Two major cost lines appear to have overflowed their bounds at the end of half-year operations, accelerating from already rapid increases seen in the first quarter.
Net impairment charges on financial assets, which grew by 74 percent to N6.6 billion in the first quarter, broke free to a massive swelling from N8.3 billion in the same period last year to N153.9 billion at half year.
The half-year asset impairment figure is already more than three and half times the total net impairment expenses on financial assets of N42 billion for the entire 2022 operations.
The rapid increase in credit losses has been on for the bank since last year when net impairment charges multiplied more than three times in the year.
The second revenue-consuming expense line is interest cost, which has extended its high rise of almost 80 percent in the first quarter to an increase of 88 per cent year-on-year to over N150 billion at half year.
The pattern of interest expenses growing much faster than interest income seen in the first quarter was maintained in the second. Interest income grew by 66.4 percent at half a year to N428 billion compared to the 88 percent rise in interest expenses.
The sustaining incursion of cost of funds on interest earnings limited the increase in net interest income to 56.7 percent to close at over N278 billion at the half year, improving however from 41 percent in the first quarter.
More than all the increase in net interest income was consumed by the massive growth in loan loss expenses, resulting in a drop of 26.6 per cent in net interest income after loan impairment charges to close at N124 billion at the end of half-year trading.
The figure represents a modest top-up of N11 billion in the second quarter on the closing figure of N113 billion in the first quarter.
The inflow of net trading and foreign exchange gain made the difference in the bank’s earnings story from declining net income to the huge swelling of the bottom line.

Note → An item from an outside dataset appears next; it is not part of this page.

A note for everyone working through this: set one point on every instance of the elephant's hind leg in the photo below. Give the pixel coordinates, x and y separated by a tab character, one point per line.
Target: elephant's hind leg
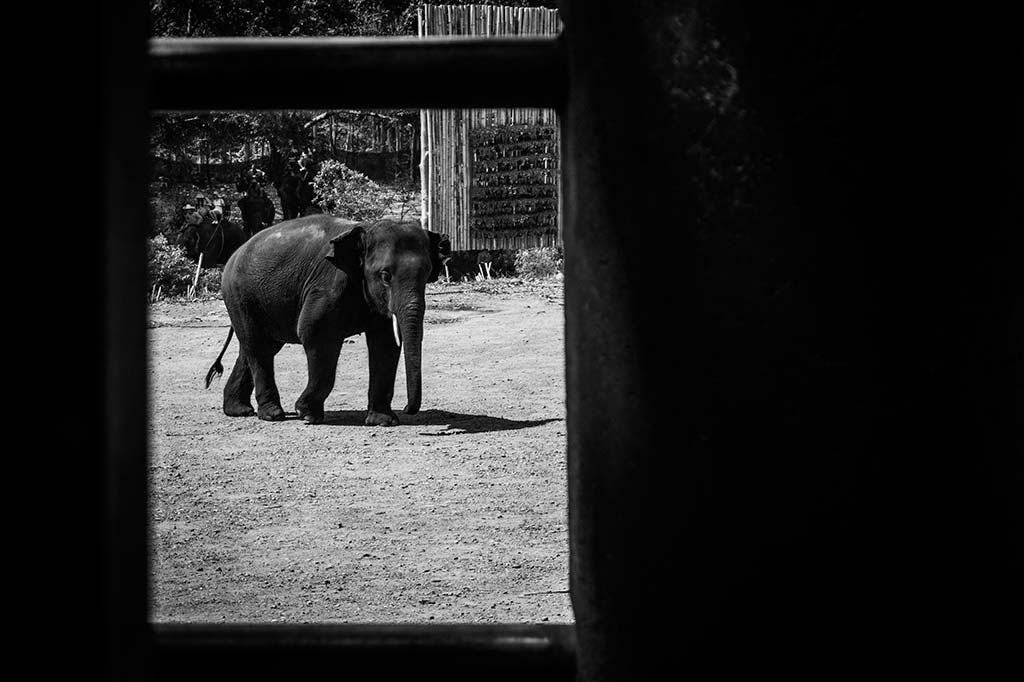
267	398
322	364
239	389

UBA keeps going strong on revenue for the second year with equally strong growth in interest earnings supporting the robust growth from the side of non-interest income.
Gross earnings rose by over 163 percent year-on-year to the region of N980 billion at the half year, already standing above the gross income of N853 billion the bank recorded for the 2022 full year.
As much as N732 billion of the figure or 74.7 percent was raked in in the second quarter to build up from the N248 billion gross earnings at the end of the first quarter.
Net profit margin advanced from 18.9 per cent in the same period last year to a record of 38.6 per cent at half year, one of the highest margins among the big players in the Nigerian banking industry.
The combination of rapid growth in revenue and the big gain in profit margin is the fact behind the over five times jump in UBA’s after-tax profit at half year.
The bank earned N10.95 per share at the end of half-year operations, advancing from N1.98 per share in the same quarter in 2022. It has announced an interim cash dividend of 50 kobo per share to be paid on 6th October 2023.